Factors to Consider When Choosing Bond Alternatives
Now that you know some popular alternatives to bonds, here are several factors to consider before making an investing decision.
Investing Goals & Risk Tolerance
One of the most important considerations when picking a bond alternative is your overall goal. Are you mostly looking for fixed-income and as low risk as possible? Or do you value growth more and are willing to stomach a bit of volatility and risk?
Start by outlining your investing goals in terms of the returns you’re looking for. Next, think about your overall risk tolerance and what’s acceptable to you. Usually, knowing these two factors will point you in the right direction for how to build your portfolio.
One advantage of bonds is that you know exactly how long you’re investing for since bonds have a maturation date. This makes planning your short or long-term investments very simple.
With bond alternatives, you often have more control over if and when you sell. So, it’s important to consider your overall investing timeframe so your level of risk matches up.
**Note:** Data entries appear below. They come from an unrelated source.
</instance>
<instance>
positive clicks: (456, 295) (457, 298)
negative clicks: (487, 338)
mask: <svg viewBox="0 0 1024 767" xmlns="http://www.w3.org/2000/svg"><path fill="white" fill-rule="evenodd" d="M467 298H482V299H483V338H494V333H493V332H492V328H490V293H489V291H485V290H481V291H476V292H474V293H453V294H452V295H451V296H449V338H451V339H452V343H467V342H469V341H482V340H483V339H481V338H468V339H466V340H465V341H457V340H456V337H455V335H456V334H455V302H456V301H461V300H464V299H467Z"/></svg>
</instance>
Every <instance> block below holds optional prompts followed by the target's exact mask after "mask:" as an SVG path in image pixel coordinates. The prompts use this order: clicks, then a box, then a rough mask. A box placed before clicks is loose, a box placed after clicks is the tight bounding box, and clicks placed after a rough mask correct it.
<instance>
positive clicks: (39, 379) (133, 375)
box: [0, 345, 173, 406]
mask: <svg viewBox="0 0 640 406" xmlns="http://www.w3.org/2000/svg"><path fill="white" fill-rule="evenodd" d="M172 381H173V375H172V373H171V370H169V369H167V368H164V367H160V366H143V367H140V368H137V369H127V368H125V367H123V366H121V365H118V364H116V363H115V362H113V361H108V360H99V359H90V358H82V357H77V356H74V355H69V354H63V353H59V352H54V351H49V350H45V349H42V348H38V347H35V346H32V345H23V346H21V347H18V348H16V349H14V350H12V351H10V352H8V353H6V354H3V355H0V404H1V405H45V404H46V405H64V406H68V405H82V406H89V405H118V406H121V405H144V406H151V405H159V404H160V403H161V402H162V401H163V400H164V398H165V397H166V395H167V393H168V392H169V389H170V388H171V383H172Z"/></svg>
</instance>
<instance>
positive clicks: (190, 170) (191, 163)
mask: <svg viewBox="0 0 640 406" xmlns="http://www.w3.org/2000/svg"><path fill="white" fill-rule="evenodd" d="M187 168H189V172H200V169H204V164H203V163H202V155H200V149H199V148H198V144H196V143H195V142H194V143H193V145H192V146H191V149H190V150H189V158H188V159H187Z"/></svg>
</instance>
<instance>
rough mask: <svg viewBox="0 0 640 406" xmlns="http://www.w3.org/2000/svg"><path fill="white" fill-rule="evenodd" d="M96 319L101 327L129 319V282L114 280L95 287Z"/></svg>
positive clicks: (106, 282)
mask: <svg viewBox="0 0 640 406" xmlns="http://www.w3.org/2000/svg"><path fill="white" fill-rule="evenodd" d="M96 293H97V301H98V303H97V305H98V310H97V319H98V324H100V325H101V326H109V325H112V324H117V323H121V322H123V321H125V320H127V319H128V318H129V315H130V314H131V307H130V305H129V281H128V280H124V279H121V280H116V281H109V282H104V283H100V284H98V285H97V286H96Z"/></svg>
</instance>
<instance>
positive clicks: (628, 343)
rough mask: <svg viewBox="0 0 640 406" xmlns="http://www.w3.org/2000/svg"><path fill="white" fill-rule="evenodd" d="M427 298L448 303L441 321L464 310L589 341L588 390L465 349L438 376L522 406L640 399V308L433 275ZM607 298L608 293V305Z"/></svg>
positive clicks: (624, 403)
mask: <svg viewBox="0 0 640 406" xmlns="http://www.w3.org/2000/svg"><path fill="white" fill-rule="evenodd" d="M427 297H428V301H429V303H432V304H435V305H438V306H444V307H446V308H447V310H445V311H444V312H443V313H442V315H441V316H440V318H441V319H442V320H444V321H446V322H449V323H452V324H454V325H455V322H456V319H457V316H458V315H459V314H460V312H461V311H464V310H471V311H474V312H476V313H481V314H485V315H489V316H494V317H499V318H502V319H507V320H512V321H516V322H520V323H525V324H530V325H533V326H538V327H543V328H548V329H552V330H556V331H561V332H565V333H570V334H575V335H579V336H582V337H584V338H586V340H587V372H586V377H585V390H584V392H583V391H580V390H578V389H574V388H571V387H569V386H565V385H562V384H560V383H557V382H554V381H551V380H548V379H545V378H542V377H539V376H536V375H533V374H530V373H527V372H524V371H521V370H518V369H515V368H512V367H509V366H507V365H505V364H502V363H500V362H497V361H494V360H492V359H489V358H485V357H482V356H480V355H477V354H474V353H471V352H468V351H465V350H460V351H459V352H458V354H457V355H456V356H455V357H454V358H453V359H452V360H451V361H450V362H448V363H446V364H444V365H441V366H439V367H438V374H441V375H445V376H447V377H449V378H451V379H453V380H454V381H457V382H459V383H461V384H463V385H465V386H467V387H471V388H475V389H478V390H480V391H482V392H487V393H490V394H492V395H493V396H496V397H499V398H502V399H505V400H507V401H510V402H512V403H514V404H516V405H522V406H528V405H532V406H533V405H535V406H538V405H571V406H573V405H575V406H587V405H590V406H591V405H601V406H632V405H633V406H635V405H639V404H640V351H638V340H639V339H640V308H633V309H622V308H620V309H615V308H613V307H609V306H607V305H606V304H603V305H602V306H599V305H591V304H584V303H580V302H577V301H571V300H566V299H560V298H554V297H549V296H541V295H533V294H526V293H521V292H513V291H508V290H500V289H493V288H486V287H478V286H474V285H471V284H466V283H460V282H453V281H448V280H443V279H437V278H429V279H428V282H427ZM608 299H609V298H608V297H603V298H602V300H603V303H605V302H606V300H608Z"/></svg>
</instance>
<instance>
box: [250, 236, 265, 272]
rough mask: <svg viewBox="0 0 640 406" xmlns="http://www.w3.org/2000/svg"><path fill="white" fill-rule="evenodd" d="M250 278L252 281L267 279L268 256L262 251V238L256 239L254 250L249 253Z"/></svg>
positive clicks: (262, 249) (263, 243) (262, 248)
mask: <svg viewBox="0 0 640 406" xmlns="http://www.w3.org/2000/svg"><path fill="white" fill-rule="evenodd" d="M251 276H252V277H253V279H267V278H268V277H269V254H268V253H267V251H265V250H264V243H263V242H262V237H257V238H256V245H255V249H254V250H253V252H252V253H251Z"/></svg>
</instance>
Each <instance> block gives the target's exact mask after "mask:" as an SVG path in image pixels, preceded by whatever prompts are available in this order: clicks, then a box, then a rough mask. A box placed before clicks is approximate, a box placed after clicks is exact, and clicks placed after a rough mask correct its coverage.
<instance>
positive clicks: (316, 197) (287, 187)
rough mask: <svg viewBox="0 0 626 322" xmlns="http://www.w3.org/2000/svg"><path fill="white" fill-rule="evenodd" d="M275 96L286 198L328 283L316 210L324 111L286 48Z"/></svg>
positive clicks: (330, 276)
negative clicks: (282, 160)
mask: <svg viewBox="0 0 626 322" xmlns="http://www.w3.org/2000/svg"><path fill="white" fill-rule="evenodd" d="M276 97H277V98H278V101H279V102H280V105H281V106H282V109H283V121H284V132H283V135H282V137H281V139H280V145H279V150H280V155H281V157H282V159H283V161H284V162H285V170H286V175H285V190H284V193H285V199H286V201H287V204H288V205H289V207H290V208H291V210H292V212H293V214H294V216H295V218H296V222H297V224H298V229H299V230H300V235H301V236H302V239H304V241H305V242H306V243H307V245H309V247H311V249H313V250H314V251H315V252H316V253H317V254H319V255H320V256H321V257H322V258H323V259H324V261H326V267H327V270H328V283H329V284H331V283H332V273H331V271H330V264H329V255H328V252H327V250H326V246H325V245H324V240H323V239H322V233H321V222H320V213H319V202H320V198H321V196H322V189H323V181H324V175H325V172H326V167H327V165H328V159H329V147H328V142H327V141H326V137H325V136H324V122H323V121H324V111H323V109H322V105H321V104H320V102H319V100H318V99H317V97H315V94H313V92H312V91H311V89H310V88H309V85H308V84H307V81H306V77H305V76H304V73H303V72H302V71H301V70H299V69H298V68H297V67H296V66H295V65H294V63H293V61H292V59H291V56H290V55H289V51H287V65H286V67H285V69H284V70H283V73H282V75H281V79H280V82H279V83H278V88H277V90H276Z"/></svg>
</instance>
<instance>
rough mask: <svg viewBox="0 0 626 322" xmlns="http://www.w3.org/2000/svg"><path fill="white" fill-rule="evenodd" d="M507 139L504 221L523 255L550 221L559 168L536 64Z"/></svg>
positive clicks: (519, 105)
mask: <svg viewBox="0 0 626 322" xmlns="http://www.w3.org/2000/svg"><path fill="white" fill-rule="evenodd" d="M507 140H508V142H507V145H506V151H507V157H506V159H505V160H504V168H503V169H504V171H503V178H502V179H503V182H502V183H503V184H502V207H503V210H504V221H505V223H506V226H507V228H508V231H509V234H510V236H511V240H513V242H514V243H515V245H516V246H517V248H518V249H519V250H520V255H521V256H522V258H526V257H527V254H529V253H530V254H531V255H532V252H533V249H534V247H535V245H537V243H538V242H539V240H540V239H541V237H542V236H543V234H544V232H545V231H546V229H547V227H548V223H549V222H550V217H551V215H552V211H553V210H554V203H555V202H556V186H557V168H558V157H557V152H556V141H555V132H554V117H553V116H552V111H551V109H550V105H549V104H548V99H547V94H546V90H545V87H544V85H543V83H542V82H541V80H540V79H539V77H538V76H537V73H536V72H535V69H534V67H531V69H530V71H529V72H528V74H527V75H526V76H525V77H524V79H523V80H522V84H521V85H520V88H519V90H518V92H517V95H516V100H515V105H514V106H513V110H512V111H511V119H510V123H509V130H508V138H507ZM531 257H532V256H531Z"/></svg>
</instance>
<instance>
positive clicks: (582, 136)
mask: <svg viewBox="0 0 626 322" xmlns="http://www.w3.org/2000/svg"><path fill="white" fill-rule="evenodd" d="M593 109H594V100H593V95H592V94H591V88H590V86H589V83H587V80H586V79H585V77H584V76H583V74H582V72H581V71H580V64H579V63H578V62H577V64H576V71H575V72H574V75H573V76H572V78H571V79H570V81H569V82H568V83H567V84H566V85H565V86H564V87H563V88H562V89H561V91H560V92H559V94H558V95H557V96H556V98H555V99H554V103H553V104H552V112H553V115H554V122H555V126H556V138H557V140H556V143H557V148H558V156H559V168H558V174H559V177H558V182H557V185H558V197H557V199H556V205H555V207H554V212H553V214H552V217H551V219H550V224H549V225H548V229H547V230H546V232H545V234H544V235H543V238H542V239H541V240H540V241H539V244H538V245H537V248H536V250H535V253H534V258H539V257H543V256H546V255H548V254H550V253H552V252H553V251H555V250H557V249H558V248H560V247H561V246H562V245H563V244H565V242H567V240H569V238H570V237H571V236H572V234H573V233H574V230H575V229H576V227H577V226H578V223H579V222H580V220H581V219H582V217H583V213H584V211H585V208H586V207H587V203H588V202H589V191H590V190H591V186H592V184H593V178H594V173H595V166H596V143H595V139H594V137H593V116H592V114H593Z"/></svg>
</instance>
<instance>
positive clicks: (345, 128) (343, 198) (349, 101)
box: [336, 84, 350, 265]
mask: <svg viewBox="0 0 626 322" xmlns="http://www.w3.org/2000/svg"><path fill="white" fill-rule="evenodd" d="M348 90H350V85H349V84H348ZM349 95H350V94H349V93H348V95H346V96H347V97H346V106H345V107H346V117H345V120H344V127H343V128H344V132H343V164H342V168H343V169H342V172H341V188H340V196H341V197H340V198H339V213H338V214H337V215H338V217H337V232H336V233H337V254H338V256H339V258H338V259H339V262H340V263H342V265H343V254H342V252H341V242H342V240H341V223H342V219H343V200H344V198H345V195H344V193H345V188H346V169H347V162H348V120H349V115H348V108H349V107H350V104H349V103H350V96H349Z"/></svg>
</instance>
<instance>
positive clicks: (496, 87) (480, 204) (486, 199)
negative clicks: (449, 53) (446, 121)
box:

For example, long-term investors can typically take on more risk since time and compound interest are on their side. But if you’re investing for the short-term, safer investments like bonds, CDs, or a high-yield savings account can make more sense.
If you sell bonds before their maturation date, you generally pay penalties. But they’re a somewhat liquid investment since you can exit and get your cash if there’s an emergency.
In contrast, some bond alternatives are highly iliquid. Alternative assets and real estate are two prime examples. A lack of liquidity isn’t always an issue if you’re investing for the long-term, but it’s another important factor to consider.
Many investors shy away from bonds because of low yields and long maturation periods. But with I Bonds, which are U.S. savings bonds backed by the federal government, you avoid both of these downsides.
Right now, I Bonds are paying 9.62% interest for bonds purchased through October 2022. These bonds earn interest using a fixed rate and a rate that’s based on inflation, so this is an inflation-proof investment by design. In other words if the inflation rate increases, so does I Bond yield.
You can purchase $10,000 per year through TreasuryDirect. You must hold your bonds for at least one year. And if you sell them before five years, you lose the previous three months of interest.
A one-year minimum hold period isn’t locking up your money for that long. And at a 9.62% return, even sacrificing three months of interest by selling early isn’t the largest blow.
Bonds are a safe, stable investment, and you don’t have to ditch them completely. And if you want to generate income during your retirement, they’re not always a bad idea.
That said, high inflation is usually bad news for most types of bonds. And younger investors with a longer investing timeframe can likely find higher returns with other assets, like ETFs and stocks.
Ultimately, you need to decide on what asset allocation you’re looking for and how/if bonds fit into this equation. In any case, these bond alternatives can help you build a portfolio that produces income without taking on too much risk.